IOC mengeluarkan pernyataan resmi pada Rabu (23/10/2025) yang meminta federasi olahraga global untuk tidak menyelenggarakan acara terkait Olimpiade di Indonesia.
Meski pernyataan IOC disampaikan dengan nada diplomatis, sejumlah pihak menilai lembaga tersebut menerapkan standar ganda
Pemerintah Indonesia melalui Menteri Pemuda dan Olahraga (Menpora) Erick Thohir pun sudah menegaskan soal sikap tegas Indonesia terhadap Israel.
Baca juga: Indonesia Kena sanksi IOC Usai Tolak Atlet Israel, Erick Thohir Tegaskan Sikap Pemerintah
Keputusan IOC ini diambil menyusul penolakan pemerintah Indonesia terhadap pemberian visa bagi atlet senam asal Israel yang dijadwalkan mengikuti Kejuaraan Dunia Senam Artistik di Jakarta.
IOC tidak terima atas larangan tersebut dan menilai Indonesia telah "melanggar" prinsip kualifikasi Olimpiade, yang tidak memandang kewarganegaraan, sikap politik, hingga ras untuk setiap ajang kualifikasi Olimpiade.
Pernyataan IOC terkesan manis, gentle dan menaungi semua pihak.
Namun masyarakat internasional tidak lupa, mereka melakukan standar ganda.
IOC jugalah yang melarang atlet-atlet Rusia berpartisipasi di event internasional dengan dalih negara tersebut melakukan invasi ke Ukraina.
Di sisi lain, IOC menutup mata terhadap apa yang dilakukan Israel dengan genosidanya di Gaza, Palestina.
Jurnalis internasional, Nury Vittachi, mengkritik tajam apa yang dilakukan IOC kepada Indonesia.
Ketua asosiasi penulis terbesar di Asia-Pasifik itu mengatakan, IOC telah memberikan pesan tegas kepada Indonesia: Jika kalian melarang/menghukum Israel, kami akan melakukan hal yang sama bahkan lebih kepada Indonesia.

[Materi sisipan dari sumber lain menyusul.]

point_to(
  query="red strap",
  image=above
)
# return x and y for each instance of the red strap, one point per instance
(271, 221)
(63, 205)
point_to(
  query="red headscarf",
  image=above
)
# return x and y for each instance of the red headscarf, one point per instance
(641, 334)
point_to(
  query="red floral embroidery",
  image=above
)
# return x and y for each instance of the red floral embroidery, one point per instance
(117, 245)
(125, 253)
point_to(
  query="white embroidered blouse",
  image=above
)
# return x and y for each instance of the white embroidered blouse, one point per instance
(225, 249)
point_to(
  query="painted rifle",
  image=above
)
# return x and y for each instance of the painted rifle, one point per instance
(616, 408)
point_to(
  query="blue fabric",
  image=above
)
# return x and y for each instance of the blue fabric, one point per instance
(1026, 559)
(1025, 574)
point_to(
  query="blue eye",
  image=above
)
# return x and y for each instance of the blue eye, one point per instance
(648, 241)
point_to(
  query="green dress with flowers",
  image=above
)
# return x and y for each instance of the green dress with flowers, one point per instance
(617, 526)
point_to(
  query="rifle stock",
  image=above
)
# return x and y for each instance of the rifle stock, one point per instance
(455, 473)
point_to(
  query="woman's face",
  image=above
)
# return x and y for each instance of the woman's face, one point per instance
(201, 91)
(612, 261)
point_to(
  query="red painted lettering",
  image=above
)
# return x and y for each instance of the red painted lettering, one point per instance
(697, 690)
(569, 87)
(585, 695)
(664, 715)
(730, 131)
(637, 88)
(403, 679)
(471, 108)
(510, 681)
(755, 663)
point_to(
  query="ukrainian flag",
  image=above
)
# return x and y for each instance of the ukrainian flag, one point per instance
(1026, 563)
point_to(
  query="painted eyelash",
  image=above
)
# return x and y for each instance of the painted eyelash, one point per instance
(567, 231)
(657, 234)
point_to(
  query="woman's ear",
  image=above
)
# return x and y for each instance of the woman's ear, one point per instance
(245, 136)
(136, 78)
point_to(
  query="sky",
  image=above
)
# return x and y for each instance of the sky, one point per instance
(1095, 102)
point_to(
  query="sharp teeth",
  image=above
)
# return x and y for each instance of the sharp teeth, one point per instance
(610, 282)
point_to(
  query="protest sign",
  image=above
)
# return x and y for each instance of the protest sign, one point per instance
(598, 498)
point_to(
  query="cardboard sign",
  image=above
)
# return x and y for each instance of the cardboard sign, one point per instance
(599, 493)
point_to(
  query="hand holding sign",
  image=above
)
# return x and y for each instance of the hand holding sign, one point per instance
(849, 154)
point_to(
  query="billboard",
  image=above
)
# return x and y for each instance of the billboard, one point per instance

"Untuk menghukum Indonesia, IOC kemarin melancarkan serangan besar-besaran terhadap kemampuan Indonesia untuk menjadi tuan rumah acara olahraga global. IOC menyatakan bahwa Indonesia tidak akan diizinkan menjadi tuan rumah acara terkait Olimpiade dalam bentuk apa pun. Luar biasa. Standar ganda yang mengejutkan," tulisnya di X atau Twitter.
Ia melanjutkan, pada tahun 2022, negara-negara barat mulai meluncurkan sejumlah besar sanksi terhadap Rusia (saat ini lebih dari 23.000) dan IOC menangguhkan Komite Olimpiade Rusia pada bulan Oktober 2023.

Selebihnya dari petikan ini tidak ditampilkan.